I found “Running Away” to be one of the more devastating stories in the Collected, primarily because it offers its protagonist, Henrietta, the rare chance of agency and escape. The story is divided into thirds—the first third follows a familiar pattern, as we begin in the middle of a conversation between a younger hippieish woman Sharon Tamm (fresh out of an apparent cult, weirdly), and our prim middle-aged hero Henrietta. The conversation is somewhat inscrutable. Its inscrutability, we come to learn, derives from Henrietta’s refusal to absorb what Sharon is telling her: that she is in love with Henrietta’s professor husband, Roy. But Sharon leaves, and Roy comes home, and we slowly get the full, brutal picture, Roy admitting his infidelity over many drinks as the scales fall away from Henrietta’s eyes in the usual Trevorian fashion. Roy weeps and leaves, a door slams shut, seemingly on Henrietta’s prospects for happiness—a reflexive, anticipatory reading we have grown accustomed to making after reading sixty-odd stories of irreconcilable loss and loneliness.
But then, the second act! Henrietta moves to a small town in Italy, and get a load of this… she is happy!
She is happy because he is alone. She is happy in the small appartamento lent to her by friends of her sister, who use it infrequently… She is happy because the nightmare is distant now… When she thinks of herself now she feels a child herself, not the Henrietta of the suburban sitting-room and the tray of drinks with chiffon tidily in her hair.

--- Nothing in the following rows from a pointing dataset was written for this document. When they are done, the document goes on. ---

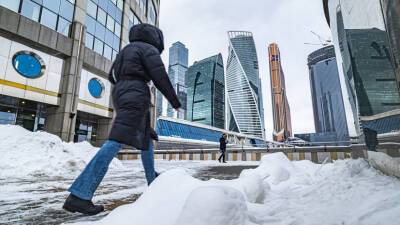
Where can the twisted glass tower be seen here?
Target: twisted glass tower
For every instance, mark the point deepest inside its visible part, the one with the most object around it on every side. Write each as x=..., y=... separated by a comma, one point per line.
x=243, y=86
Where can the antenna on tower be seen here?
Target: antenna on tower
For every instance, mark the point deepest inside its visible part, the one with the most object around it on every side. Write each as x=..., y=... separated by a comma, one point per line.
x=323, y=41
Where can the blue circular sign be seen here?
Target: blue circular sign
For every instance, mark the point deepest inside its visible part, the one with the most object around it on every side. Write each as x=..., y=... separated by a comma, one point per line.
x=95, y=87
x=28, y=64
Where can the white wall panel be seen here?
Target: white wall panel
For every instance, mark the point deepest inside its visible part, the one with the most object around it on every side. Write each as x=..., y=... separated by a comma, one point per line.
x=4, y=47
x=49, y=81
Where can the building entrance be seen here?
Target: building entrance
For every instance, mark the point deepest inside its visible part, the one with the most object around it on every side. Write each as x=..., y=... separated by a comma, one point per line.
x=27, y=114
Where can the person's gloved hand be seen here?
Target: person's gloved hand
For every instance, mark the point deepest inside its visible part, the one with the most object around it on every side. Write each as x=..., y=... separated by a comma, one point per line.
x=153, y=134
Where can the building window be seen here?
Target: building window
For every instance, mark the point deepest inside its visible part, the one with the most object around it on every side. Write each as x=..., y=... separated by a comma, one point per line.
x=49, y=19
x=142, y=5
x=133, y=19
x=31, y=10
x=151, y=14
x=103, y=22
x=12, y=5
x=55, y=14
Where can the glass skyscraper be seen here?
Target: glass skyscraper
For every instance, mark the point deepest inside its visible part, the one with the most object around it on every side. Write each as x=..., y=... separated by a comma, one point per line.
x=391, y=12
x=205, y=92
x=366, y=51
x=326, y=92
x=243, y=86
x=178, y=65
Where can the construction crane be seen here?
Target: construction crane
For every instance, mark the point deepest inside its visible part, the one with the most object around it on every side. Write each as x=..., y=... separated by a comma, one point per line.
x=323, y=41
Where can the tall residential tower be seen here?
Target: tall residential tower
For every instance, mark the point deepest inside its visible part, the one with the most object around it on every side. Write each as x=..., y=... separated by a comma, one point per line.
x=206, y=92
x=280, y=104
x=243, y=86
x=178, y=65
x=365, y=44
x=326, y=93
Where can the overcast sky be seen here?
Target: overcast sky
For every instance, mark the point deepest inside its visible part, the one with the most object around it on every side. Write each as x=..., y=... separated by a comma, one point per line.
x=202, y=26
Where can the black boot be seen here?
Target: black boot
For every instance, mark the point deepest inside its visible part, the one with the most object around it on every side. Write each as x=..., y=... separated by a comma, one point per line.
x=74, y=204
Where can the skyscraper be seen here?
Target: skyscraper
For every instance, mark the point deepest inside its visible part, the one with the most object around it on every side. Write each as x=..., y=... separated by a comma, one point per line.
x=326, y=93
x=365, y=44
x=243, y=86
x=159, y=103
x=391, y=12
x=206, y=92
x=178, y=65
x=280, y=105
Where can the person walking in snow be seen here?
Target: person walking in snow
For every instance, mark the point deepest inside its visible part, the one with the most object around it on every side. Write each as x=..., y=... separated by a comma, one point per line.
x=222, y=147
x=135, y=66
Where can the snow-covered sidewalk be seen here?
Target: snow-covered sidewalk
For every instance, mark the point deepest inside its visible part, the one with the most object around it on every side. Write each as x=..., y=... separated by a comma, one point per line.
x=37, y=168
x=277, y=192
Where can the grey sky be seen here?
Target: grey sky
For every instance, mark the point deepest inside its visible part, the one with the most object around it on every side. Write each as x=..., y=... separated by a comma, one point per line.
x=202, y=25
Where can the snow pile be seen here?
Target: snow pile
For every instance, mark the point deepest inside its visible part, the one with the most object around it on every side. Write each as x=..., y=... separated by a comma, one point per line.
x=384, y=163
x=277, y=192
x=26, y=154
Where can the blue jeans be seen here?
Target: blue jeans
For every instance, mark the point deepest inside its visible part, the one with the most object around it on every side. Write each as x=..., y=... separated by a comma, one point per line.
x=88, y=181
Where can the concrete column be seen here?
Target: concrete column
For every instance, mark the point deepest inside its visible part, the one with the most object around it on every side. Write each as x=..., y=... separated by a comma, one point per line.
x=61, y=120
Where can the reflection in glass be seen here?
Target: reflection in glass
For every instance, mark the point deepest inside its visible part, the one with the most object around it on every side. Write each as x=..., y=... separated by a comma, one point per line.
x=30, y=10
x=360, y=37
x=49, y=19
x=12, y=5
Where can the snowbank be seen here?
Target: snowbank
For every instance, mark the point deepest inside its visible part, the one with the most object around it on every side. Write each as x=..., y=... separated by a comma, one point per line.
x=277, y=192
x=26, y=154
x=384, y=163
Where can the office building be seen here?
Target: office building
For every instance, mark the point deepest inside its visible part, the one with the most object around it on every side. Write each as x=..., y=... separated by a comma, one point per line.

Over the next four pages, we get a portrait of the possibility of mid-life change and satisfaction, the childlike (but not childish) wonder of a woman who had felt her life settled, and who, upon that life’s catastrophic destruction, has found herself up to the challenge of starting over and better. She lives simply, taking money from her former husband for the damage he has done, taking long walks in the beautiful village and countryside, taking lunch by herself, taking Italian lessons and becoming fluent in the space of a few months. When her landlord offers her a job as a kind of live-in housekeeper at the new apartments they have built to attract English tourists, she accepts, aware that this work is at once beneath what she might have previously considered, but also that she is not who she previously was. She lives a humble life here, but it is her own.
Until the third act, that is, when she is called back to England, Roy having suffered some sort of medical emergency, presumably a heart attack. While he convalesces upstairs, Sharon Tamm informs Henrietta that she will be returning to London—in the time Henrietta has been gone, Sharon and Roy have split and Sharon has fallen in love with someone else. The girl leaves, and Henrietta brings Roy his lunch, Roy once again weeping at the ruin he has brought upon himself and the woman he used to love.
The four pages in the middle of this story are like a cool breeze blowing across an arid stretch of desert. I have never personally put much stock in Grace Paley’s idea of giving characters “the open destiny of life.” They are fictional characters: they have no life let alone destiny. Yet, spending nearly two years in Trevorland has softened me to that view, or at least made me appreciative of any reprieve he grants character (and thereby reader) from the awful ineluctability of their fate. The mere fact of Henrietta bouncing back from Roy’s faithlessness, trying something new, seeing herself in a different light, rethinking her former assumptions, appreciating life in a different and perhaps morally superior way: this section—of the story and of Henrietta’s life—feels like a revelation. And all the more brutal, therefore, when it is summarily taken away. Why must she return to England? Why must she look after Roy?
She does so, of course, out of duty and lingering love for her pathetic husband. Poor old weeping Roy, helplessly destroying her life as Trevor helplessly destroys the lives of most of his characters. It is, of course, not a settled matter that Henrietta will stay there, but it is difficult, after having read 80 percent of the Collected, to imagine she has the emotional fortitude to make another go at Italy. I realize, writing this, that I sound annoyed, and I think I am, a little—the moment when Henrietta realizes she will accept the role of menial in exchange for freedom feels like a place the story might have ended to greater effect, achieving the usual diminishment while balancing it with the enlargement of personal freedom. For a moment, Henrietta and the reader are offered this complex emotional arrangement, a kind of bitter happiness a la “Lovers of Their Time,” but it is snatched away, and in its place we are given full pathos. It’s just a story, of course, but it does feel cruel.